Q:What is the Twelve-Star Devotion?

A: The Twelve-Star Devotion is of baroque origin and expression. It originated with the special attention attributed to Mary as Regina Mundi or Imperatrix Mundi in the seventeenth and eighteenth centuries. The biblical reference is that of Revelation 12:1b conjuring up the “great sign of the woman in the sky, … clothed with the sun, with the moon under her feet, and on her head a crown of twelve stars.”  Twelve is a number of perfection; it symbolizes the twelve tribes of the Old Testament people and the twelve apostles in the New Testament. In this particular devotion, the number twelve–the twelve stars–are seen in reference to the graces, privileges and charisms received by Our Lady from God. Mary, the Queen of Heaven–a typical baroque title!–is crowned with her perfections, one star for each one of the perfections. Here are these twelve perfections which became the object of the Twelve-Star Devotion: 

  1. Predestination before creation
  2. Without original sin conceived
  3. Overshadowed by the Holy Spirit
  4. Virgin before and after giving birth
  5. Birth giver of Jesus Christ
  6. Fullness of grace
  7. Introduced to the Mystery of the Trinity
  8. Seat of Wisdom
  9. Superior to the angels and humans
  10. Installed as Queen
  11. Called to be Mediatrix
  12. Revered by all creatures.

These perfections of Our Lady were recited or sung in litany form or became the object of readings, meditations and musical accompaniment. The devotion was used in parishes but led to elaborate celebrations in monasteries.

Reference to the stars surrounding the head of the apocalyptic woman and their symbolic interpretation did not originate only in the seventeenth and eighteenth centuries.  We know of at least one earlier noteworthy example of such practice.  Saint Bonaventure, in his Sermons on the Blessed Virgin Mary deals extensively with the twelve-star symbolism.  In Sermo VI (devoted to the Assumption of the Blessed Virgin Mary), he compares the twelve stars to Mary's prerogatives or privileges.

He elaborates first on Mary's sinlessness (immunitas a peccato) or better, immunity with regard to sin.
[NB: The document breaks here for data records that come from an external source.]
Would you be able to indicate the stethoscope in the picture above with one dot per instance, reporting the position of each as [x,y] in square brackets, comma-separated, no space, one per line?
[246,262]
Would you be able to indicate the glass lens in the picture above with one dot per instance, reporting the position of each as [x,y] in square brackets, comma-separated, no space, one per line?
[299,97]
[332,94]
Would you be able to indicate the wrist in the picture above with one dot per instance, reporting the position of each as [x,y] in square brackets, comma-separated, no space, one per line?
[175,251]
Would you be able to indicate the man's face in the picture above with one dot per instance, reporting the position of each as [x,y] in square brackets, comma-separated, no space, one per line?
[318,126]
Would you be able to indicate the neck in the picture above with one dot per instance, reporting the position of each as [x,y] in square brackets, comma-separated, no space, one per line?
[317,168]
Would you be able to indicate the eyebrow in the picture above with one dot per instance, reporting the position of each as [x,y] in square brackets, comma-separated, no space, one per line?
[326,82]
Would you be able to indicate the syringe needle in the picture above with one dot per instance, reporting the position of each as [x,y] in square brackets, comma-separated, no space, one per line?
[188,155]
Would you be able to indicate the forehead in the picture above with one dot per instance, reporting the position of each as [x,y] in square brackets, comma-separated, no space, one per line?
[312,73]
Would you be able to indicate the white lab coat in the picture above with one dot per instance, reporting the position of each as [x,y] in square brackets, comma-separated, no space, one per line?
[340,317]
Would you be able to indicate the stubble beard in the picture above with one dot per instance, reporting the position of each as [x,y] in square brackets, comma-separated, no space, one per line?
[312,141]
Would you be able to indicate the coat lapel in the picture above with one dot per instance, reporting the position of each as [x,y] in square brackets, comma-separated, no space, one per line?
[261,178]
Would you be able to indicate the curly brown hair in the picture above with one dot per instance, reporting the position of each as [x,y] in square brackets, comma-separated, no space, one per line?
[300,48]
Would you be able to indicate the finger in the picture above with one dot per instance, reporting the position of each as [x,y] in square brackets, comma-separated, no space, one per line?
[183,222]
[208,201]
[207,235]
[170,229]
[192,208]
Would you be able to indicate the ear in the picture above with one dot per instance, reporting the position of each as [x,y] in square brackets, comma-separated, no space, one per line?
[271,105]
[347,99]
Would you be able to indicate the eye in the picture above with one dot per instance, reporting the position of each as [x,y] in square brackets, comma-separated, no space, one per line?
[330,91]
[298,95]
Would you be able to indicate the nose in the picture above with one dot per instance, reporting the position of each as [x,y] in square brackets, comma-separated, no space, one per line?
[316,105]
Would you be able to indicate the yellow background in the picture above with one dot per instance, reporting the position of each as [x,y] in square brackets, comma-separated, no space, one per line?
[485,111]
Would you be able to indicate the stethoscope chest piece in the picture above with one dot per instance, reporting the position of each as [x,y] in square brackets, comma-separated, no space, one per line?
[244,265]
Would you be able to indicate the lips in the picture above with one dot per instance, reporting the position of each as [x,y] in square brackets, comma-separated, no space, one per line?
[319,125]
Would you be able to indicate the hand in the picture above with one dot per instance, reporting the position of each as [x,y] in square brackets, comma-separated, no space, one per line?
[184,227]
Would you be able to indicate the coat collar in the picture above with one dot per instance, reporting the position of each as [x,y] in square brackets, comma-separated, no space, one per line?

The second star stands for highest purity (puritas in summo).  The third embodies fullness of grace (plenitudo gratiae), and the fourth reflects her perfect knowledge of God, insofar as God may be known in this world.  Stars five and six highlight Our Lady's perfection of love (perfectio caritatis) and its actual concrete expression (actus excellentissimus caritatis communicatio).  Mary is exalted beyond all other pure creatures (7--super omnem puram creaturam exaltatio).  We see in her the very embodiment of dignity (appropriatio dignitatis) which is also expressed in the Marian symbol of the Gate of Heaven (8).  The remaining four stars extol Mary's motherhood: she gave birth without woe or dolor (9--mater genuit sine vae); she is mother and virgin (10--ipsa est mater et virgo); her dignity as mother is of the highest degree because of the divine nature of her son (11--tanto est altior, quanto Deus homine est sublimior); and finally, Mary is not only mother of God according to the flesh, but also mother of men and women according to the Spirit (12--non tantum est ipsa Mater Dei carnalis, [sed etiam] hominum spiritualis).  See D. Fleming, S. Bonaventurae Opera Omnia, Tomus IX, 1901, 702-706.